Sylvie Guillem: At Work & Portrait

Arthaus Musik. 104 minutes. $39.99.

Great artists set an example, which is why Sylvie Guillem’s dancing inspires other performers as much as it thrills the public. These two short films supply intriguing glimpses of the early stages of her career, when her personal charisma and phenomenal technique made her a star.

Produced for British television in 1993, Nigel Wattis’ documentary Portrait begins dramatically, with Guillem’s piercing gaze and needlelike leg sweeping over the back of a chair in Béjart’s Sissi. The film moves on quickly, interleaving performance and rehearsal sequences with short interviews. The dance selections record her impressive range, from Swan Lake and Manon to an angular solo, Wet Woman, by Mats Ek. Various choreographers, Royal Ballet administrators, and English dance critics provide the comments, assessing her skill and temperament from their respective viewpoints.

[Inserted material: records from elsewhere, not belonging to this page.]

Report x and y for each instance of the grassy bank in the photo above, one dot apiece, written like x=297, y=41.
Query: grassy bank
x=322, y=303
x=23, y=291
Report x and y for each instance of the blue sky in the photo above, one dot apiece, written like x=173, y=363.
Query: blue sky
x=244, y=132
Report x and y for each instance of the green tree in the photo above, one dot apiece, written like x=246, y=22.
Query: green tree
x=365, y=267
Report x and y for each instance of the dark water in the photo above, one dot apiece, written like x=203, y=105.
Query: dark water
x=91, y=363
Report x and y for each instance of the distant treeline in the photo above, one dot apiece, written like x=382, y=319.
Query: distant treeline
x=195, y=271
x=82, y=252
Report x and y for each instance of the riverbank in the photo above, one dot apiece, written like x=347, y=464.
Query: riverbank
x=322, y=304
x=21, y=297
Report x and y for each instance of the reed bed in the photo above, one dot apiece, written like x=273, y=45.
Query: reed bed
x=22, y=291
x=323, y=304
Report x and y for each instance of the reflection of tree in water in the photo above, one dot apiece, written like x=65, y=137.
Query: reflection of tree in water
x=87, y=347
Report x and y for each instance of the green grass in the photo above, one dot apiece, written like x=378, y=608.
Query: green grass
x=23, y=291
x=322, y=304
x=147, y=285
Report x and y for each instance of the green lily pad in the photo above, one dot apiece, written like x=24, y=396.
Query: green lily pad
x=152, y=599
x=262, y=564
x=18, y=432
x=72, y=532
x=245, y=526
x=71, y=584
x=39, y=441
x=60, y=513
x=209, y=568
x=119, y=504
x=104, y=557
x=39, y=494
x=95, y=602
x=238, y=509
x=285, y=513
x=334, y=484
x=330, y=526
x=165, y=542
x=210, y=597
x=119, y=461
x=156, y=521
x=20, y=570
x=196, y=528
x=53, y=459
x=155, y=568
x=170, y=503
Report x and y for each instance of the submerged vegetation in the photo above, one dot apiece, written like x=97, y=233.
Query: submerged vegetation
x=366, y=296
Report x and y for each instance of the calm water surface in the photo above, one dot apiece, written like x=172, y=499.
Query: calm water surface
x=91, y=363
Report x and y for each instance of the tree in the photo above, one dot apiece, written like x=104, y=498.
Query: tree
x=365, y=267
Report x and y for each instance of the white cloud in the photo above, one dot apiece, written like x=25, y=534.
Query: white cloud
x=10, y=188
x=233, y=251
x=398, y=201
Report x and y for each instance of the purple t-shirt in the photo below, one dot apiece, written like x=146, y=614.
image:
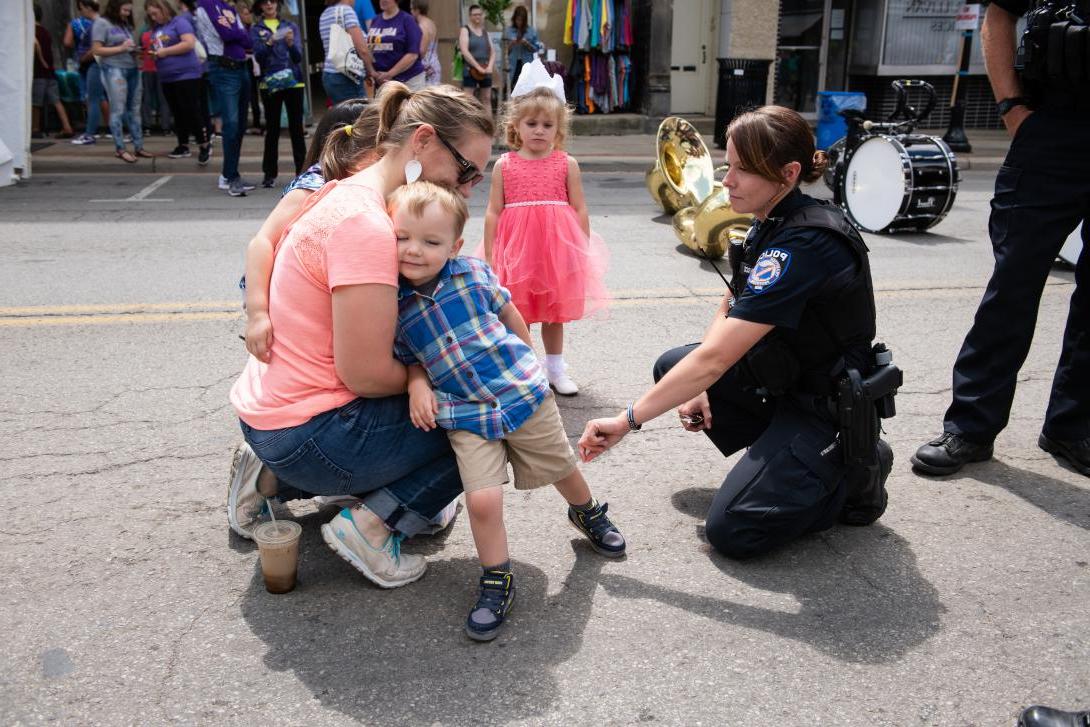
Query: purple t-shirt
x=184, y=67
x=232, y=33
x=389, y=39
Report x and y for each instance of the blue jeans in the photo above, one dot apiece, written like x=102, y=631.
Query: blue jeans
x=123, y=89
x=367, y=448
x=230, y=87
x=95, y=95
x=339, y=87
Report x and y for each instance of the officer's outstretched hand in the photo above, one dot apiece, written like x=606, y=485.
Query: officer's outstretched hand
x=695, y=413
x=600, y=435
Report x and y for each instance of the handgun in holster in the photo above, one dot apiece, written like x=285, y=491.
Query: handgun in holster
x=861, y=401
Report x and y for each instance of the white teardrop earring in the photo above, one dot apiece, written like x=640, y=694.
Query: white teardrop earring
x=413, y=170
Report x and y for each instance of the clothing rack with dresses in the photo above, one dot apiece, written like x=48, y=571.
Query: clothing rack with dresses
x=601, y=72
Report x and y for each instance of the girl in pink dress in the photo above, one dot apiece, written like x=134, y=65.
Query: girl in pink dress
x=536, y=232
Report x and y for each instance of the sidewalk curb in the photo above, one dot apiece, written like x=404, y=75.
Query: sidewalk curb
x=252, y=165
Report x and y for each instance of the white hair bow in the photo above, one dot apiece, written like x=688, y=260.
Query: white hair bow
x=535, y=75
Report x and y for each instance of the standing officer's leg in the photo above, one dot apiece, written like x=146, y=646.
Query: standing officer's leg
x=790, y=482
x=1038, y=202
x=1066, y=429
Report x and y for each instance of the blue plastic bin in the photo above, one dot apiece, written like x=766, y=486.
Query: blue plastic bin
x=831, y=124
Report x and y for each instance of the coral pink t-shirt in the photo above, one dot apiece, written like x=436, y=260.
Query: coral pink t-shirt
x=343, y=238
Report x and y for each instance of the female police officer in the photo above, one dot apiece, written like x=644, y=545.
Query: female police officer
x=778, y=349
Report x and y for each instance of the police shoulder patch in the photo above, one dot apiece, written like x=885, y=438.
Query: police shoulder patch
x=768, y=269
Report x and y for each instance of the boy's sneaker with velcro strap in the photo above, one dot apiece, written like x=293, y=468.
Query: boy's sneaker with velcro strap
x=593, y=522
x=244, y=504
x=494, y=601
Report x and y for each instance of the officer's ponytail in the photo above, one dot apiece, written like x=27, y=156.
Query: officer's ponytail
x=772, y=136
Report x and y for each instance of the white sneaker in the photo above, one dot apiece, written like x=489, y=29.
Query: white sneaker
x=244, y=504
x=339, y=500
x=561, y=383
x=384, y=566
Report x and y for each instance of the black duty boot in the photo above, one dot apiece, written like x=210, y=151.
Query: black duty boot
x=494, y=600
x=1077, y=451
x=867, y=500
x=948, y=453
x=1045, y=716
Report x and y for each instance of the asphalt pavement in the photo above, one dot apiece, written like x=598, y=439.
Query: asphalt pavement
x=129, y=602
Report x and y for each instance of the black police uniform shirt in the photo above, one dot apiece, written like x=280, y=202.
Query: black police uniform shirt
x=794, y=266
x=1016, y=8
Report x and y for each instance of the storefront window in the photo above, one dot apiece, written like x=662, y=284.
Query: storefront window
x=798, y=53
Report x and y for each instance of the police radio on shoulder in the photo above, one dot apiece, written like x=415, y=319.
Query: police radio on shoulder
x=1007, y=105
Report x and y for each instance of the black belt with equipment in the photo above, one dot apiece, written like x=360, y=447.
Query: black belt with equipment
x=1055, y=46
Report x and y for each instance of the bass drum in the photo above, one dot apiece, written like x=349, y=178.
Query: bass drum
x=1073, y=247
x=897, y=182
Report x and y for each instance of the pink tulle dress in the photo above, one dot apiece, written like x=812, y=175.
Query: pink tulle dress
x=540, y=253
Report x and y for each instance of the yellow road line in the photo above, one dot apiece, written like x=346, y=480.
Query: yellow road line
x=117, y=307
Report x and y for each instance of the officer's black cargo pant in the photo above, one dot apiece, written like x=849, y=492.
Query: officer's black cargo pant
x=1042, y=192
x=789, y=482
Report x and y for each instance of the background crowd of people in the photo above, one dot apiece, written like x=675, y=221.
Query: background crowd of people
x=207, y=71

Guillem herself speaks to the camera with appealing candor, cheerfully projecting both intelligence and dedication. “I’m not like this just because it’s a gift,” she points out. “I was lucky to have a gift…but I worked a lot.” More surprisingly, she admits, “Before a performance, the strongest feeling is to be afraid.”

Regarding her presence in The Royal Ballet, the talking heads describe her independent attitude with polite disdain. Guillem claims, however, “Onstage…I can express whatever I want. I won’t be judged.” And every step reveals thought as well as skill, devotion as well as will.

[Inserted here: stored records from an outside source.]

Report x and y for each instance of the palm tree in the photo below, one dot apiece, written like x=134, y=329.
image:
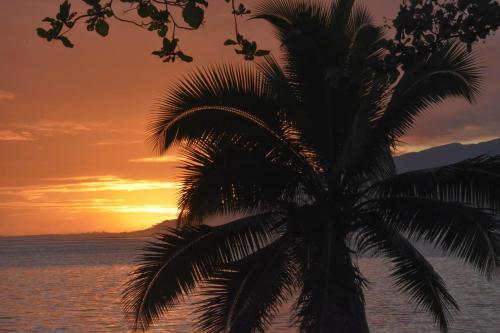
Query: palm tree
x=301, y=154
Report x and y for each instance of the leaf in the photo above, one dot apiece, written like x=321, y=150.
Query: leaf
x=192, y=14
x=185, y=57
x=261, y=53
x=230, y=42
x=66, y=42
x=102, y=28
x=91, y=2
x=144, y=10
x=64, y=11
x=42, y=33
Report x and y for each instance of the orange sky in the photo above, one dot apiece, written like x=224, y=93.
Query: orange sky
x=72, y=143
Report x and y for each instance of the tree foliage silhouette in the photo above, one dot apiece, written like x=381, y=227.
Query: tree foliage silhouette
x=421, y=26
x=302, y=149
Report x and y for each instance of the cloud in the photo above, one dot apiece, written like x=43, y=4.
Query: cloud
x=8, y=135
x=161, y=159
x=49, y=127
x=7, y=96
x=100, y=205
x=102, y=194
x=91, y=184
x=118, y=142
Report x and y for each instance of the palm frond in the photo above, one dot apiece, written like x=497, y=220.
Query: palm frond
x=177, y=261
x=228, y=176
x=217, y=101
x=450, y=72
x=413, y=274
x=246, y=296
x=469, y=233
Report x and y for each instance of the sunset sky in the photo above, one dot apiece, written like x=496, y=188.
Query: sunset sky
x=73, y=151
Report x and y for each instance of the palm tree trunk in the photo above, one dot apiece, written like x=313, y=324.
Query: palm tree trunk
x=344, y=309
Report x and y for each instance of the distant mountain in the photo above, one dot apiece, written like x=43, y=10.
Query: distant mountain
x=155, y=229
x=446, y=154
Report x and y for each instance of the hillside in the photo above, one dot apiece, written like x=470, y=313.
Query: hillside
x=446, y=154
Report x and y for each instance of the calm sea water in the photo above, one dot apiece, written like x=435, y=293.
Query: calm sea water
x=73, y=284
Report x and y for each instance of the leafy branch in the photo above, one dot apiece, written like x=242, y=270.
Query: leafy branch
x=152, y=15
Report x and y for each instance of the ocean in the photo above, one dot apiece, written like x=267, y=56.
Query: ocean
x=73, y=284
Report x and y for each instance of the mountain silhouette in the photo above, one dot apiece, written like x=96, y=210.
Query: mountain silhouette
x=446, y=154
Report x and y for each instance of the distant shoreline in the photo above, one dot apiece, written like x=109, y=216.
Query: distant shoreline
x=149, y=232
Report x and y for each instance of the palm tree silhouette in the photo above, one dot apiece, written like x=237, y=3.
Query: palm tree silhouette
x=302, y=154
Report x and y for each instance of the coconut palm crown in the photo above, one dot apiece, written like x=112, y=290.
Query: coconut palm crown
x=301, y=150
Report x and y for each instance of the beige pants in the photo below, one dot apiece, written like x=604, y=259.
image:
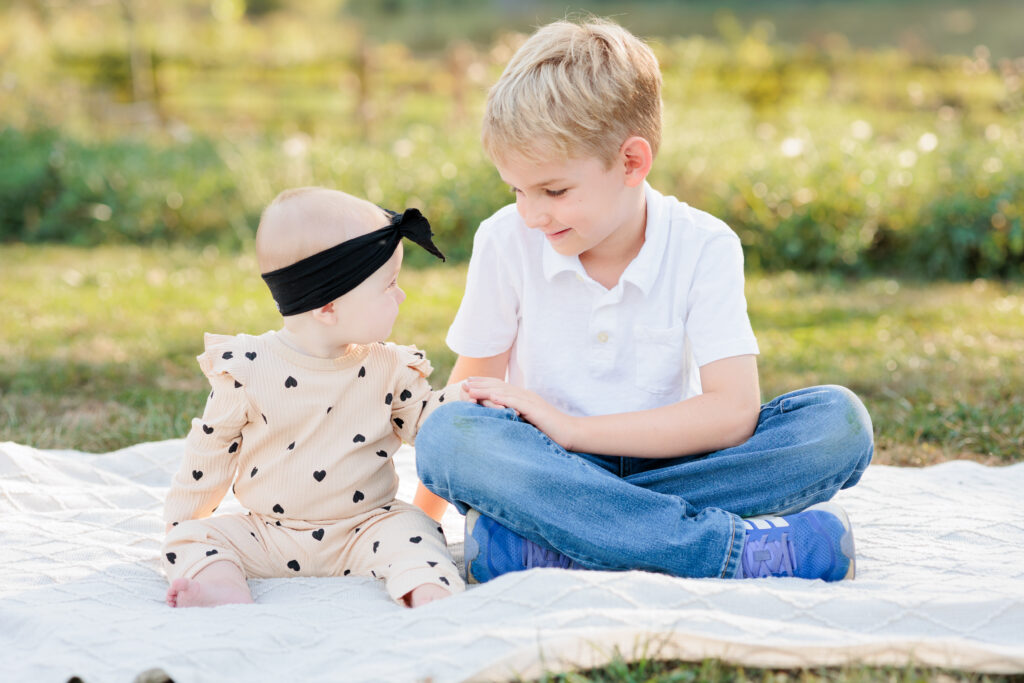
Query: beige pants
x=401, y=546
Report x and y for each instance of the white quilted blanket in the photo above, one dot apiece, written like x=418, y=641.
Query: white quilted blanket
x=940, y=583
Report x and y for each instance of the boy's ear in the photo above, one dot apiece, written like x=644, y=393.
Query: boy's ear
x=637, y=159
x=326, y=314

André S. Labarthe’s pretentious At Work, filmed in 1987 before Guillem resigned from the Paris Opéra Ballet, puts the young dancer at the service of the filmmaker, whose romantic observations and artsy camera angles obscure more than they illuminate. He focuses languorously on street scenes, empty corridors, and bandaged feet. He repeatedly blocks our vision, interposing bodies between us and the dancers or filming them from behind. Having gained rare access to the work they do privately, he wastes the privilege by drawing attention to his artistic choices instead of theirs.

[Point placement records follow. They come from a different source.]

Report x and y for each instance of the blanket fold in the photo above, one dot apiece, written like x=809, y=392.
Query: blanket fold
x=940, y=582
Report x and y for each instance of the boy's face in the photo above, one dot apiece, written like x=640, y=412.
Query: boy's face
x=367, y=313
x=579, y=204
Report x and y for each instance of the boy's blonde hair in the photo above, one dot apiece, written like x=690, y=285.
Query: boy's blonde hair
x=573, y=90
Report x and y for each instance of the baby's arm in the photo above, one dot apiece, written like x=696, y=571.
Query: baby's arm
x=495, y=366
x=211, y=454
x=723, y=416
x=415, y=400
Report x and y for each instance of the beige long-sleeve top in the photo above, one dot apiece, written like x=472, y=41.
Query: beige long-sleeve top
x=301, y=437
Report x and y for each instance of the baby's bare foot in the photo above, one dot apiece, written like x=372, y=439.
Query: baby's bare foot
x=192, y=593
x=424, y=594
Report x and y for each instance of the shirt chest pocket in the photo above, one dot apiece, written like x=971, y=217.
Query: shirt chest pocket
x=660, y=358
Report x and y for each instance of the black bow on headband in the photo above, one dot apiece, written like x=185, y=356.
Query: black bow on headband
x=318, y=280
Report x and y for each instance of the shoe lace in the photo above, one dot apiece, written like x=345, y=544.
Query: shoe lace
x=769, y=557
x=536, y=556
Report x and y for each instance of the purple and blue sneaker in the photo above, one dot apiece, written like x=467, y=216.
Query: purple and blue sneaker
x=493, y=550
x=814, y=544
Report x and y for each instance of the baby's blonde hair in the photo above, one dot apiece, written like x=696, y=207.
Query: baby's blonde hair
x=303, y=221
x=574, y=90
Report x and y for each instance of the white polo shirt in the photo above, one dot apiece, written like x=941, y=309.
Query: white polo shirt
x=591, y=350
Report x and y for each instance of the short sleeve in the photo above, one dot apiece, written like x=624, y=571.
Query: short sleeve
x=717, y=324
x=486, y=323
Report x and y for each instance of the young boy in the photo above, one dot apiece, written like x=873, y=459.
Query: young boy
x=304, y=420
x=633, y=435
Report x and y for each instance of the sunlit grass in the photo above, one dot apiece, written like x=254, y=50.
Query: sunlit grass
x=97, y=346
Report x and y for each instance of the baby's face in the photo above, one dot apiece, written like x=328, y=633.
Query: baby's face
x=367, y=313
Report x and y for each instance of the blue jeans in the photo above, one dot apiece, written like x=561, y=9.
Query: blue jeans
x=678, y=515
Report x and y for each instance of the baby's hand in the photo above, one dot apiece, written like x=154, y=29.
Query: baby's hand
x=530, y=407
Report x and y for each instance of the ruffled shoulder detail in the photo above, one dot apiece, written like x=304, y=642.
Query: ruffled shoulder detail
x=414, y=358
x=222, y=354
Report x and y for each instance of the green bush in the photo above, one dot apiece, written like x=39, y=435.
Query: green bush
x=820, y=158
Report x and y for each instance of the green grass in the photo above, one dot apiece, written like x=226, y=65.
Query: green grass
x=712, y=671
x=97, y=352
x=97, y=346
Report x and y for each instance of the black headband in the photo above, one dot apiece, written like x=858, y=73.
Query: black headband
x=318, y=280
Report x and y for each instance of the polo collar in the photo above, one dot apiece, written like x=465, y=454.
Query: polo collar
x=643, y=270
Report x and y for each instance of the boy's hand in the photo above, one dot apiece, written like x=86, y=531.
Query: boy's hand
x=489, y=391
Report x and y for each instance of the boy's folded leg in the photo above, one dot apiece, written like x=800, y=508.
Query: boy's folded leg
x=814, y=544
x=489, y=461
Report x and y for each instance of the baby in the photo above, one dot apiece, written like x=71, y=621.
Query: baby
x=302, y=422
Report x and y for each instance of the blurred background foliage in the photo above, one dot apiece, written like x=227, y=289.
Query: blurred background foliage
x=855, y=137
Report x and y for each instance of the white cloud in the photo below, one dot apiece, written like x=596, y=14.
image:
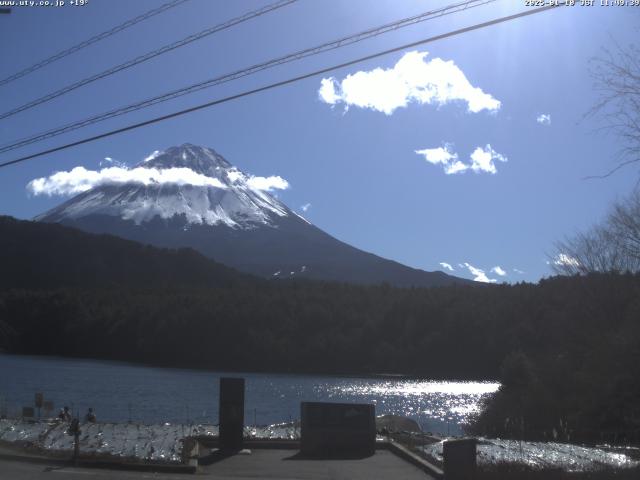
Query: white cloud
x=274, y=182
x=412, y=79
x=482, y=159
x=80, y=179
x=478, y=274
x=327, y=92
x=499, y=271
x=112, y=162
x=445, y=157
x=152, y=155
x=268, y=184
x=544, y=119
x=566, y=260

However, while shadowing his subject for several weeks, Labarthe captured fragments of Raymonda, van Dantzig’s Four Last Songs, Béjart’s La Luna, and Nureyev’s Cinderella. Best of all, we see Guillem with William Forsythe and the original cast of In the middle, somewhat elevated, first rehearsing, then in performance. —Barbara Newman


More Balanchine Variations

By Nancy Goldner. Gainesville, FL. University Press of Florida. 2011. 156 pages. Illustrated. Paper. $24.95.

This slim, captivating volume, like its 2008 companion, adds up to a wealth of sympathetic criticism, born of a lifetime’s experience watching and reflecting on Balanchine’s greatest and lesser works. Goldner seems to have forged a profound relationship with the choreographer through his dances; this is definitely a love affair, one in which affection does not preclude the occasional rebuke. Here, Goldner analyzes, in chronological order, 20 ballets from Tschaikovsky Piano Concerto No. 2 to Mozartiana. We are treated to valuable contextual material, especially on how Balanchine arrived at his musical choices. Throughout, Goldner shuns received opinion, extolling Liebeslieder Walzer with uncommon eloquence, while expressing disappointment with Chaconne and Mozartiana, and suggesting that Bugaku may not represent Balanchine at his most tasteful. No dance critic possesses a more acute eye for the telling choreographic detail and how it forms part of a grand design. Thanks to Goldner’s prose, her musings on even a familiar dance like Symphony in C make you hungry to see the ballet again. For Balanchine newcomers, this and the previous installment should open doors to unspeakable and enduring pleasures. —A. U.